Before a thick fog descends with the twilight, and Keaton Henson’s mournful Healah Dancing makes you pull your shawl tight around your shoulders, and you’re pretty sure you can see him, out there, walking the moors… Heathcliff?
In 2013, researchers at Cambridge University published a study about how our taste in music changes throughout our lives. It begins as a means for exploring, discovering, and asserting our identities. It then becomes a mode of communication, a way to interact with peers, find our place in society, and find someone to mate (their word, not mine) with.
As we edge closer to being middle-aged, our taste in music evolves in to something that conveys a deeper emotional understanding, of a broader life experience, and a higher intellect.
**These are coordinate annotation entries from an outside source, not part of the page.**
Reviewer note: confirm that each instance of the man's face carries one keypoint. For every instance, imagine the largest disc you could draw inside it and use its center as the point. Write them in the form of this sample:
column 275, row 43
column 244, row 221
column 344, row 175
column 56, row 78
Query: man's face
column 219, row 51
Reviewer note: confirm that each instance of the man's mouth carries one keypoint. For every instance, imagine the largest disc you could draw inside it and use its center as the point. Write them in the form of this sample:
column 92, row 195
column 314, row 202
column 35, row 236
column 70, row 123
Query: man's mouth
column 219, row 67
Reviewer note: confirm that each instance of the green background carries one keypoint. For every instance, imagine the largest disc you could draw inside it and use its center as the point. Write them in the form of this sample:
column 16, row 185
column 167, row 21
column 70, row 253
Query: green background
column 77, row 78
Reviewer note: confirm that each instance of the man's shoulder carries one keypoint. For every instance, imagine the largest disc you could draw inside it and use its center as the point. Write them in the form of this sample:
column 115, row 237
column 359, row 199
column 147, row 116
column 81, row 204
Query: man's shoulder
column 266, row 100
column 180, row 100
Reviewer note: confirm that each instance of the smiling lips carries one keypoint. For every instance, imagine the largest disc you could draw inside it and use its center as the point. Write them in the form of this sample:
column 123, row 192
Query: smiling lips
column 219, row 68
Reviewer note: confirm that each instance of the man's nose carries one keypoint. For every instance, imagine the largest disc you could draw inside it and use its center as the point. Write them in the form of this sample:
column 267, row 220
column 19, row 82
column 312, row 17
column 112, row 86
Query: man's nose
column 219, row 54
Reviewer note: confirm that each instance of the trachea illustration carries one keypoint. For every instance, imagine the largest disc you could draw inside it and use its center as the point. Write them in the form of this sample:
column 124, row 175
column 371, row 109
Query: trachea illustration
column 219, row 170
In layman’s terms: when you’re a teenager, you listen to angsty, angry stuff like punk rock or rap or Natalie Merchant, because you’re trying to work out who you are and gain some goddamn autonomy in a world run by adults who just don’t understand.
Then you move on to things you can dance to in bars and clubs and at parties, because in your early adult years this is how you bond with friends, and where you’ll likely find that special person you want to do all that future adult stuff with.
As soon as you near middle age, you’ve experienced all the fun things like failure, rejection and loss, you’ve survived them, you like yourself a whole lot better, you’ve found your mate, you’re Googling wedding dresses, saving for a house, and listening to classical music.
Of course, these are generalisations. I’m not suggesting that creeping toward middle age or being in the middle of it means we all just stop listening to punk rock or trance and start building jazz collections. Many of us will still be metal till we die. But there does seem to be a connection. When my mother hit her forties, she didn’t stop listening to the Rolling Stones, but she did start listening to Gregorian chants.
I’m in my early thirties, so I’ve still got a while to go before I’m middle-aged. But I’ve experienced and survived a fair bit of failure, rejection, and loss. I feel more equipped to deal with those things now. I may even have a deeper emotional understanding.
And I’ve developed a newfound appreciation for a more soothing sound on the stereo. And wax strips. Did you know you can use them on your chin?